O desempenho do último exercício foi marcado por um contexto internacional adverso, caracterizado por instabilidade geopolítica e incerteza macroeconómica. A intensificação dos conflitos no Médio Oriente, a continuidade da guerra na Ucrânia e o agravamento das tensões comerciais globais tiveram impacto direto nas vendas da empresa.
Entre os mercados mais penalizados estiveram o Médio Oriente, com uma quebra de 47%, e a Europa Central, que registou uma redução de 14%. Em sentido inverso, o mercado nacional apresentou um crescimento de 5%, enquanto o mercado alemão evoluiu positivamente em 2%.
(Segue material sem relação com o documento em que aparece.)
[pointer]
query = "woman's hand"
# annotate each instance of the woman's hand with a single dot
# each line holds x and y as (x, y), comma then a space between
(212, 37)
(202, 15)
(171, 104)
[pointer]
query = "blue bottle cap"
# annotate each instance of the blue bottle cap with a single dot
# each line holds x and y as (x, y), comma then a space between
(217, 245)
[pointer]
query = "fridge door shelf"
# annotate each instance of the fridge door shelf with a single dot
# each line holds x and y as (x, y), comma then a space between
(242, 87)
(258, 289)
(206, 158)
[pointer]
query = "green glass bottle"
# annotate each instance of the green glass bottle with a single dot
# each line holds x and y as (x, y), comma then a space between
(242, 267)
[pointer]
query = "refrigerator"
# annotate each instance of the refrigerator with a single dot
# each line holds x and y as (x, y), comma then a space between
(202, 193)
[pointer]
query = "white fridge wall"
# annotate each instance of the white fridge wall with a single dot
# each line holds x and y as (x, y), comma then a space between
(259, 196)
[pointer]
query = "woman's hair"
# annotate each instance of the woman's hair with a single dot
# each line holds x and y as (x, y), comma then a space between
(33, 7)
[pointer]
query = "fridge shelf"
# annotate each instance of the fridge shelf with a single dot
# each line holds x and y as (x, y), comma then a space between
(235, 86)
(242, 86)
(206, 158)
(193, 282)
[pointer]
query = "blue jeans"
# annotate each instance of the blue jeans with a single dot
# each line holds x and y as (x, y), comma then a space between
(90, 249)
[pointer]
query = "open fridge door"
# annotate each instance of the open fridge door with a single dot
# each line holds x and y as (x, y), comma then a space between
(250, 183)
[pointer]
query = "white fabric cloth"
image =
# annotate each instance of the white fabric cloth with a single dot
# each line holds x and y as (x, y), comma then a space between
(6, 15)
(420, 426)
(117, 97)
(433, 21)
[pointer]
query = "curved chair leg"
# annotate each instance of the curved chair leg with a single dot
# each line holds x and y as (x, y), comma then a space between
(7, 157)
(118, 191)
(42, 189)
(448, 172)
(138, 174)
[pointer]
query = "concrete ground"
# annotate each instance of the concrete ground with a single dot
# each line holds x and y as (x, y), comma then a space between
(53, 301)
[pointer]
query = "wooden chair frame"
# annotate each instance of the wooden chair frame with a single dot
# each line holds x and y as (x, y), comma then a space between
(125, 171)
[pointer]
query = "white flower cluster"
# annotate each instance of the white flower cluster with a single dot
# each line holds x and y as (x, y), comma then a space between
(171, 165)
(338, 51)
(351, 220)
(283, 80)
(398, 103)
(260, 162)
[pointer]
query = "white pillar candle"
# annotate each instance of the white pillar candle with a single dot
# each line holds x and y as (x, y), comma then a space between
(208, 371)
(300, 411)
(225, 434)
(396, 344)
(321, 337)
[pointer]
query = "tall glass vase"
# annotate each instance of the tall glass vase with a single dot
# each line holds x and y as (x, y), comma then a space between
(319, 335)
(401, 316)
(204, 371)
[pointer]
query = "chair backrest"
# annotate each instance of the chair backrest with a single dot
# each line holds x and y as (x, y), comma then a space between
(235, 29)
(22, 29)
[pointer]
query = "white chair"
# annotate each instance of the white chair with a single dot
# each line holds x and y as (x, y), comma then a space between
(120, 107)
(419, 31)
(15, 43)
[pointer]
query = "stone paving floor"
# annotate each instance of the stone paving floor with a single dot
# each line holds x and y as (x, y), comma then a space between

Em 2025, as exportações representaram cerca de 70% do volume de negócios da OLI, com os produtos fabricados no complexo industrial de Aveiro a chegarem a mais de 80 países dos cinco continentes. O mercado português, responsável por aproximadamente 30% das vendas totais, continuou a refletir a consolidação da marca em Portugal.
Para 2026, a empresa entra com uma estratégia assente na expansão internacional, através de fusões e aquisições, no lançamento de novos produtos e no reforço da eficiência operacional, com aposta na automatização, digitalização e utilização transversal de Inteligência Artificial e Business Intelligence.
“Em 2025, a OLI enfrentou desafios relevantes ao nível comercial, resultantes do ajustamento de stocks em clientes estratégicos e da forte contração das vendas para regiões atualmente afetadas por conflitos. Em contrapartida, o mercado português e as filiais, com particular destaque para a alemã, registaram desempenhos positivos”, afirma António Ricardo Oliveira, administrador da empresa.
Segundo o responsável, a OLI antecipa “o regresso a uma trajetória de crescimento nas vendas” em 2026, suportado pelas oportunidades de internacionalização em desenvolvimento e pela análise contínua de potenciais parcerias e aquisições. “Manteremos um nível elevado e consistente de investimento, considerado crítico para assegurar os ganhos de produtividade necessários para responder às exigências do mercado”, conclui.